The words echoed in his mind, shattering things. Will couldn't breathe for a moment. His chest hurt and he pulled the car over, having taken so many turns that he barely knew where he was now. Some suburban street like any other, lots of trees and pretty houses and flower gardens wilted by the October wind. He laid his head upon the steering wheel and let the numbness come.

Oh, Jesus, Brian, what have you done?

For long minutes he sat there. At length he sat up and glanced around, then began to drive again, watching the street signs he passed, attempting to figure out precisely where he had gotten himself. A few hasty turns had brought him to unfamiliar streets. When he realized he was lost, Will laughed softly to himself in the car and then proceeded to drive on, trying to find his way, that dark book his only company. Though he kept his eyes on the road, he could feel its presence almost as though, stained as it was with his blood, the book remembered him.
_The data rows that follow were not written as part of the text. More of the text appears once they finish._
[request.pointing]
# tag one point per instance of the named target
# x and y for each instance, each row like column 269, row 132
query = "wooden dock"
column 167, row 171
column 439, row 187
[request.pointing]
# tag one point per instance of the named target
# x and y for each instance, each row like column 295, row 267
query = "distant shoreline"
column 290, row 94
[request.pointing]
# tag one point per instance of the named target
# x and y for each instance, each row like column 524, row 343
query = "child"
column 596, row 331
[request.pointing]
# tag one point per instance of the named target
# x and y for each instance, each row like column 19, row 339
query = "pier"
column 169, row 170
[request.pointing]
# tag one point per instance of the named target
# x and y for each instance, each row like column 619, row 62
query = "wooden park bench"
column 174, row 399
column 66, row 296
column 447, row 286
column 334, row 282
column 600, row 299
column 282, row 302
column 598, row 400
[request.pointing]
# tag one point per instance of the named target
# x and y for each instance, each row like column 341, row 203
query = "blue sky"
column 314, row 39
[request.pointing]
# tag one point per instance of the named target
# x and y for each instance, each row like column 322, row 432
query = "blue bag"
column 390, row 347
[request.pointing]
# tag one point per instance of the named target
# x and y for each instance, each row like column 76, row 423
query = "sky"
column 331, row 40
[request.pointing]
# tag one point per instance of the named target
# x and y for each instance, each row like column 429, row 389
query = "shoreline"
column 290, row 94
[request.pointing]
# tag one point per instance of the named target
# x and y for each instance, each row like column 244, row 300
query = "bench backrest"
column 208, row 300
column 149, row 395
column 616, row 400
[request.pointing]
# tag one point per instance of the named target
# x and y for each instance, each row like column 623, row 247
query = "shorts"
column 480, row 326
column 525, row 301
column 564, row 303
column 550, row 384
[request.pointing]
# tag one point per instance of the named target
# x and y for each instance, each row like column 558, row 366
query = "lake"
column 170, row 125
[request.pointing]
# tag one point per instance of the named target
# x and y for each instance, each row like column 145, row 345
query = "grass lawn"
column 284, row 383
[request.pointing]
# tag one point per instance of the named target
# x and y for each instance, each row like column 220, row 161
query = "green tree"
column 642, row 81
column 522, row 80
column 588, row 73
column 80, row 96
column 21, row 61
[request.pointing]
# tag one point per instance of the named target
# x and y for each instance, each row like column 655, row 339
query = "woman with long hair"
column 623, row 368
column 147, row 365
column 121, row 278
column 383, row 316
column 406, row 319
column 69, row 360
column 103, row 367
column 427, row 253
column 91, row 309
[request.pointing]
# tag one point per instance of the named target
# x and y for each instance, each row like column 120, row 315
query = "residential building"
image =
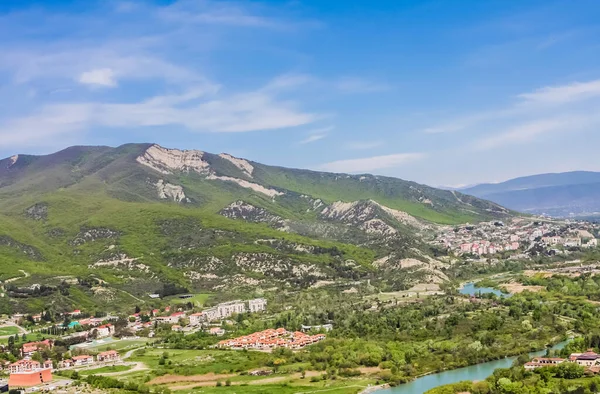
column 109, row 356
column 257, row 305
column 32, row 347
column 105, row 330
column 227, row 309
column 27, row 373
column 83, row 360
column 196, row 318
column 218, row 331
column 587, row 359
column 540, row 362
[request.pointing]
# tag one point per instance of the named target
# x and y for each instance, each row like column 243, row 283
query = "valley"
column 210, row 273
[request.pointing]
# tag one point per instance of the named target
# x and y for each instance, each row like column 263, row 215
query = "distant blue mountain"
column 565, row 194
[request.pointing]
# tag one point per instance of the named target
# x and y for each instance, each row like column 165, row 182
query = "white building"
column 257, row 305
column 227, row 309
July, the summer before Junior Year . . .

The thermometer at the bank across the street revealed the temperature every ten seconds as though it were an accusation. It was ninety-five degrees, not a cloud in the sky, and the sun gleamed upon the windows of Herbie's Ice Cream in a solar assault that kept the two tables closest to the plateglass windows empty. Customers would rather stand than sit in those normally coveted window seats.
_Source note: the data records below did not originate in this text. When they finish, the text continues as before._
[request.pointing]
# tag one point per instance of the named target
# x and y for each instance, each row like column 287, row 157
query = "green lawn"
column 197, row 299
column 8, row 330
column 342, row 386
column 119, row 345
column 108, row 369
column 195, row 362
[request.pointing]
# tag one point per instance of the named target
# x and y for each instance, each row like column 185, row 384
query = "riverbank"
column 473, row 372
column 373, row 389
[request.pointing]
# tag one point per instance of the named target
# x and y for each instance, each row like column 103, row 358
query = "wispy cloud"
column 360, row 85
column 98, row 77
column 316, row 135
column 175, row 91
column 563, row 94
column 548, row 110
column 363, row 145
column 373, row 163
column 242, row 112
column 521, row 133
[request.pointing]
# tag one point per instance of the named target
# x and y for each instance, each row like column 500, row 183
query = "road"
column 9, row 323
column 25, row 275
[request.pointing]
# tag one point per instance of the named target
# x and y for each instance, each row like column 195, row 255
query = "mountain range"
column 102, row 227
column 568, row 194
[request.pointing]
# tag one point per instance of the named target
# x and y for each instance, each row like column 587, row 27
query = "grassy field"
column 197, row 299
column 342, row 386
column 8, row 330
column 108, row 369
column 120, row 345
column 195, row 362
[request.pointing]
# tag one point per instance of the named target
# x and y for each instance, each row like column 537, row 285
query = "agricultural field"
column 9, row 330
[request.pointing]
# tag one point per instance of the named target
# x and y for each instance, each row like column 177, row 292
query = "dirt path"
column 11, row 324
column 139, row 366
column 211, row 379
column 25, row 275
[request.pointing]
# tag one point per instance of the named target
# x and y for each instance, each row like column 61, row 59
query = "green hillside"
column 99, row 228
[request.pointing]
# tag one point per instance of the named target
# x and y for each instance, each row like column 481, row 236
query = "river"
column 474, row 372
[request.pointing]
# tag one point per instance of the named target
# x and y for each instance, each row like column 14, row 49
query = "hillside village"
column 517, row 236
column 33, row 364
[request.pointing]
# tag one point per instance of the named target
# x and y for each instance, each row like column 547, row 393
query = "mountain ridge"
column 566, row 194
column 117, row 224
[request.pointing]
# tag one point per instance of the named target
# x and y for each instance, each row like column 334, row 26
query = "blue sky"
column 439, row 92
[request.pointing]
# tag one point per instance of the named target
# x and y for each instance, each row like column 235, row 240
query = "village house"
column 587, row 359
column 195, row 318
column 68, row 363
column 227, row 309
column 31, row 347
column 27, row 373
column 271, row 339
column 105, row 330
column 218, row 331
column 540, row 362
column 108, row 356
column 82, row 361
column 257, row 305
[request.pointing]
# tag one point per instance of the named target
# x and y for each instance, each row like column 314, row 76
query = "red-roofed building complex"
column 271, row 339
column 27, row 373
Outside, the rare skateboarder might flash by, or a cluster of kids unconcerned with heatstroke would wander past, headed for one cool destination or another.

Inside Herbie's Ice Cream it was a blissful paradise. Will was actually glad to be working. The air-conditioning was pumped up as high as it would go, and though he was in constant motion, he spent his hours at work bent over massive tubs of ice cream. This was the place to be today, no matter which side of the counter you were on. Over the winter the owner had brought in a guy to paint murals on the walls, all of which involved ice cream, the beach, surfing, and penguins, of all things. Penguins were associated with staying cool, Will figured. But he liked them because they were so silly-looking.

The murals were colorful, at least, which matched the decor of the place. The chairs were an array of bright pastel plastics and the tables were decorated with rainbows and stars. Music pumped from the sound system, loud enough that one couldn't ignore it, but not so loud that the customers couldn't have a conversation. The owner, Jack Herbert—aka “Herbie”—ran tapes of nothing but tunes from the sixties and seventies, but most of the kids liked the oldies just as much as their parents did.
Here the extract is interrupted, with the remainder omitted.